Emniyet'te 4. sınıf müfettiş çekişmesi
TBMM Hrant Dink Komisyonu'nun İstanbul'da yaptığı görüşmeler cinayet soruşturmasının eksik yürütüldüğünü ortaya çıkarmakla kalmadı, emniyetteki çekişmeyi de gözler önüne serdi.
Bu çekişme İstanbul Emniyet Müdürü Celalettin Cerrah'ın komisyon raporlarına yansıyan "Müfettişlerin başvurduğu bilirkişiler dördüncü sınıf emniyet müdürleridir. Esasen olaya taraf kişilerdir, bizim karşımızdadırlar" sözleriyle açığa çıktı. İşte komisyonun İstanbul görüşmelerinin tutanaklarından çarpıcı bölümler:
Celalettin Cerrah (İstanbul Emniyet Müdürü): Samsun Emniyetinin O.S.'yi bize göndermesi gerekiyordu. Müfettiş soruşturması her yönüyle başarılı değildir. Müfettişlerin başvurduğu bilirkişiler dördüncü sınıf emniyet müdürleridir ve Ankara İstihbarat Daire Başkanlığı personelidir. Esasen olaya taraf kişilerdir, bizim karşımızdadırlar. Müfettişlerin, Trabzon personeli hakkında soruşturma istememesi çok ilginç. Ermeni cemaati İstanbul'da yaklaşık 60 bin kişi, hepsini korumak imkansız. Zaten bir kısmı da istemiyor. Dink de büyük ihtimalle istemeyecekti.

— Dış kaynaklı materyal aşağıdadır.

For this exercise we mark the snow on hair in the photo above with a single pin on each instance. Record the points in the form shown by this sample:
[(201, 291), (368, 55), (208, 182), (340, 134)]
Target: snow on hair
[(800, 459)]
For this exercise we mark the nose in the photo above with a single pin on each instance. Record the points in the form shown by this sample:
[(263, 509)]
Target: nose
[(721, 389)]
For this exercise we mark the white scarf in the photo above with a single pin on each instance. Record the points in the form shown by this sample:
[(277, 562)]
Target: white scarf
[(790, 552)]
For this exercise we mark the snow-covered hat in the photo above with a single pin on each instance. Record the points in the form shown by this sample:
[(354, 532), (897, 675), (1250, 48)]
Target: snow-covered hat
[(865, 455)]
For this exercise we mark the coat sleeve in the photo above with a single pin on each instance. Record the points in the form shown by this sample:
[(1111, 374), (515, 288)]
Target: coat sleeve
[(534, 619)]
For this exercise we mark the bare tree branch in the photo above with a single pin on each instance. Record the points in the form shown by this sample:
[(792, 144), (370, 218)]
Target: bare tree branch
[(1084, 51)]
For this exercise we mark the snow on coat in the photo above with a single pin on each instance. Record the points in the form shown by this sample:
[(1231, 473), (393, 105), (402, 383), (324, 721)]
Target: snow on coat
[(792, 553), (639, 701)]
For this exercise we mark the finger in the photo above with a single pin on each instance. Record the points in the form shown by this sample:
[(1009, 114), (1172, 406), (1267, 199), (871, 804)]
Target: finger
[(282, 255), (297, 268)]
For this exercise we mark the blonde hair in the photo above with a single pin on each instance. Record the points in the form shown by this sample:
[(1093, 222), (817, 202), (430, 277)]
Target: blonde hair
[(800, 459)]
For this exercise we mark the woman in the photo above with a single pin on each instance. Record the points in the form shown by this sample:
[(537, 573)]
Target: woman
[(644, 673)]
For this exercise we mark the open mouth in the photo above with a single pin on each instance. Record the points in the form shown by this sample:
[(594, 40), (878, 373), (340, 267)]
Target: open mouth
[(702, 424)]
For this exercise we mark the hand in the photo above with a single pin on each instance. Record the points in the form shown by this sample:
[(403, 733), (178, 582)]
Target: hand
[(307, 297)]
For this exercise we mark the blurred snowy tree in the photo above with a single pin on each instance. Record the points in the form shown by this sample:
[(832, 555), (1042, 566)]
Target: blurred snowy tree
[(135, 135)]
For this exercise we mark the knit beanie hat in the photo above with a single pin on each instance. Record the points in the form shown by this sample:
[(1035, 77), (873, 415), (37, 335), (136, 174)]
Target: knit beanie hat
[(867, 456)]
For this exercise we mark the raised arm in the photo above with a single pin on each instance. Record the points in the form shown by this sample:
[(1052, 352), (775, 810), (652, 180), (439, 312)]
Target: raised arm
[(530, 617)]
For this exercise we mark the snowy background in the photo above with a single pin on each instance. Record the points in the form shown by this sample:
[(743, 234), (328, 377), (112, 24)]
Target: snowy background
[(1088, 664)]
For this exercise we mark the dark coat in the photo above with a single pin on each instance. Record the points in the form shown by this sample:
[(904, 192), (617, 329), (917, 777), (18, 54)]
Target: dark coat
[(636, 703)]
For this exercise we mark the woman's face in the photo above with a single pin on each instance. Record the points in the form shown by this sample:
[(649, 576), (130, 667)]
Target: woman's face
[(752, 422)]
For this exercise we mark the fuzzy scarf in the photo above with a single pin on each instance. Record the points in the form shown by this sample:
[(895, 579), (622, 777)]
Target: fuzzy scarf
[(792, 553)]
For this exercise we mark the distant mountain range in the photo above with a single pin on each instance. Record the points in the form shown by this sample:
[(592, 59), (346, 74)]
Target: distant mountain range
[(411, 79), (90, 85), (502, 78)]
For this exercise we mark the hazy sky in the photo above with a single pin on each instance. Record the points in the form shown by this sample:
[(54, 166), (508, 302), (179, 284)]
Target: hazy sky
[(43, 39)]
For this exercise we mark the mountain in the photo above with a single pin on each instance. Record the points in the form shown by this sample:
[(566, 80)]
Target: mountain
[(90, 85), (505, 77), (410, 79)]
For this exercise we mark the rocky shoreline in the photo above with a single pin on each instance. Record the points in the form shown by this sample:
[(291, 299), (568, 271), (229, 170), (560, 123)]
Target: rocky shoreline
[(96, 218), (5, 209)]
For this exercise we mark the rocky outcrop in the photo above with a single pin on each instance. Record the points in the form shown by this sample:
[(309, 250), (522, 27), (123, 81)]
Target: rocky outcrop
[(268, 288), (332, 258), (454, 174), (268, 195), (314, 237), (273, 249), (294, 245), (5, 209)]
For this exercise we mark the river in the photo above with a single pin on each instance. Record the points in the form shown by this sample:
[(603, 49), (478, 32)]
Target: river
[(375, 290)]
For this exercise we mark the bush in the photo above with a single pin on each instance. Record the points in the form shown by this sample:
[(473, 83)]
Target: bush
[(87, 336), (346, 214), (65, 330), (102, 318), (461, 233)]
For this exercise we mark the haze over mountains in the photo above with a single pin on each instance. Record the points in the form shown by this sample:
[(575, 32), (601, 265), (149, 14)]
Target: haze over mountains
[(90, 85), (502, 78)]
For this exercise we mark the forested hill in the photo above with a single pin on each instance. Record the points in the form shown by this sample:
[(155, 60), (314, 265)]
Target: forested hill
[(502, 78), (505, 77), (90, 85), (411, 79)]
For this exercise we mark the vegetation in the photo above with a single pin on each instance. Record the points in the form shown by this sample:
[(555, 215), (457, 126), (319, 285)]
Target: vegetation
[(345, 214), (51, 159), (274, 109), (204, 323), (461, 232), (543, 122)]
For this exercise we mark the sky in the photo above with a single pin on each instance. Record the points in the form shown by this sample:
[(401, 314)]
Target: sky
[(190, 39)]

Ahmet İlhan Güler (Eski İstihbarat Şube Müdürü): Örgütü gerektiği şekilde takip etmemek Trabzon Emniyetinin hatasıdır. Teftiş yanlıydı. Müfettiş geldiğinde "sen yandın" gibi sözler sarfetti bana. Bilirkişi bizi değerlendirecek düzeyde değil.
Muammer Güler (İstanbul Valisi): Trabzon İstihbarat Şube Müdürlüğü'nden İstanbul İstihbarat Şube Müdürlüğü'ne gelen yazıda Yasin Hayal'in İstanbul'a Hrant Dink'e karşı "ses getirecek bir eylem yapabileceği" belirtiliyor. Resmi usullere göre alt düzeyde bir kodla gelmiş. Kullanılan kod, yazının çok önemli olmadığını gösteriyor.(Vali Yardımcısı Ergün Güngör'ün "Vilayete çağrıldığında Dink tehdit edilmedi" sözleri üzerine) Devlet böyle tehdit etmez, yapsa başka türlü yapardı.
Arat Dink (Hrant Dink'in oğlu): Bizce bundan daha açık tehdit olmaz (Dink'in Valiliğe çağrılışı kastedilerek). Devlet görevini yapmamıştır. Ya korunacaktı ya da uyarılmayacaktı.